Seanad debates

Wednesday, 19 December 2007

Health (Miscellaneous Provisions) Bill 2007: Second Stage

 

3:00 pm

Photo of Liam TwomeyLiam Twomey (Fine Gael)

I do not believe grassroots Fianna Fáil supporters want the health care system to be based on the making of a distinction between those who have money and those who do not. Fianna Fáil has always prided itself on the idea that all people should be treated equally. It has never before subscribed to an ethos of discriminating between poor people with low incomes and wealthy people. It has been enlightening to observe the change in the way Fianna Fáil considers the general public. It is no longer the democratic and republican party of old.

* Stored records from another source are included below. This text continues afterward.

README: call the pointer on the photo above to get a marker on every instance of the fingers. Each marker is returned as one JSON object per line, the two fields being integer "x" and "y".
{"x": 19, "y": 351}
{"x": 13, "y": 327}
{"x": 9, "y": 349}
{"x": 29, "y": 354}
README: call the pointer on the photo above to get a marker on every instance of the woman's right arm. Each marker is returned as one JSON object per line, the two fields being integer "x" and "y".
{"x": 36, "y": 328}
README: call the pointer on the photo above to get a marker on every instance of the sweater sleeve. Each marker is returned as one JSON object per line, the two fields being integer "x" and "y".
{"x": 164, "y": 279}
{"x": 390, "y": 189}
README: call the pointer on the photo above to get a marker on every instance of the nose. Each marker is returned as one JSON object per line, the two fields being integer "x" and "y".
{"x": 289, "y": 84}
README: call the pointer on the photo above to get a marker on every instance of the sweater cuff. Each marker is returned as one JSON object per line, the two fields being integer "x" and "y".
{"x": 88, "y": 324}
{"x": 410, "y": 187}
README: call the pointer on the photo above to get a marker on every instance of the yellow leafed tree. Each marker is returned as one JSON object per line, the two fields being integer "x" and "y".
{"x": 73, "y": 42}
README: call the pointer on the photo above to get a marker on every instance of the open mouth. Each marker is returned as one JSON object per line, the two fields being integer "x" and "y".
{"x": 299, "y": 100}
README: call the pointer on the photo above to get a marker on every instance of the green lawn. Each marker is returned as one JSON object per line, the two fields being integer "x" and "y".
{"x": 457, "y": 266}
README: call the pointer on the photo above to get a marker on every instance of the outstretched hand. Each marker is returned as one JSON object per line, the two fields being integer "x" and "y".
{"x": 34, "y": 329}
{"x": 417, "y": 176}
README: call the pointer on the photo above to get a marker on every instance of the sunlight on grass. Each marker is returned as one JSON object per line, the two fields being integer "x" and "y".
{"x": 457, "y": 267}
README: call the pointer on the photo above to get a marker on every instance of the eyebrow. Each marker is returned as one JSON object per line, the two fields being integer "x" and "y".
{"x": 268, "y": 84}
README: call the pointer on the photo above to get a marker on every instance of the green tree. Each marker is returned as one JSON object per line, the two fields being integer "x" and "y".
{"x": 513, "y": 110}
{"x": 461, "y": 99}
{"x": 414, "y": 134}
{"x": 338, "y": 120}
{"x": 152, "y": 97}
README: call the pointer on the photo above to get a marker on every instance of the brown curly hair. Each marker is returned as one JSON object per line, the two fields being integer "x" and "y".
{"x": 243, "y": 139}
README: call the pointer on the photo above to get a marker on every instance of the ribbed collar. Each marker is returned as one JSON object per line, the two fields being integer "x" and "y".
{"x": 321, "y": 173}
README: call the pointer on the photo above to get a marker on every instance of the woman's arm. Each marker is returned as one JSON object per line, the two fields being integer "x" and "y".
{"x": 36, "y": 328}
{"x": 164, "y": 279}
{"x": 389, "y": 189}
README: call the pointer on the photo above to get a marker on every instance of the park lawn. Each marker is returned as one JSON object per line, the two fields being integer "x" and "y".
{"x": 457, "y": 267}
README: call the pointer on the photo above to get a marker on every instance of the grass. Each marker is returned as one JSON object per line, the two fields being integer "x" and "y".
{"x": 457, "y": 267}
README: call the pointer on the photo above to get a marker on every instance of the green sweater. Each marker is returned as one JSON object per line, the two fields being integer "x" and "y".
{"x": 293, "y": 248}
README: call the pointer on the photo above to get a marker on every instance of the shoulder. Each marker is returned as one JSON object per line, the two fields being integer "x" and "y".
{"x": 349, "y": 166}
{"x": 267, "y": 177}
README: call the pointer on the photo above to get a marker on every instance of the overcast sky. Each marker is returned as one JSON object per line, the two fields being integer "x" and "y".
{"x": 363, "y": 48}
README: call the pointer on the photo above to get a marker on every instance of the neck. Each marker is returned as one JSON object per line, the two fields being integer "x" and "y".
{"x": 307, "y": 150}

The Minister for Health and Children has not yet signed the commencement order for the Medical Practitioners Act 2007, which was rushed through the Oireachtas in April. She has argued that the substance of the Bill remains unchanged, but it has not been implemented. The Minister knows as well as I do that the existence of a lay majority on the Medical Council will not protect patients in our hospitals. While such a majority is good for the general ethos of the health service, it is of no consequence unless it is accompanied by the other changes we supported in the Act. I have asked the Minister on many occasions when she intends to make medical competence assurance, which is to be put in place on a phased basis, part of the ethos of the health care services. She has done nothing about it, to be quite honest. All we have is a voluntary process whereby doctors can ask 25 of their patients to write to the Medical Council stating whether they think the doctor is good or bad. As a doctor, I am in a position to participate in that process. I do not believe that is transparent, given that doctors are unlikely to choose patients who do not get on with them.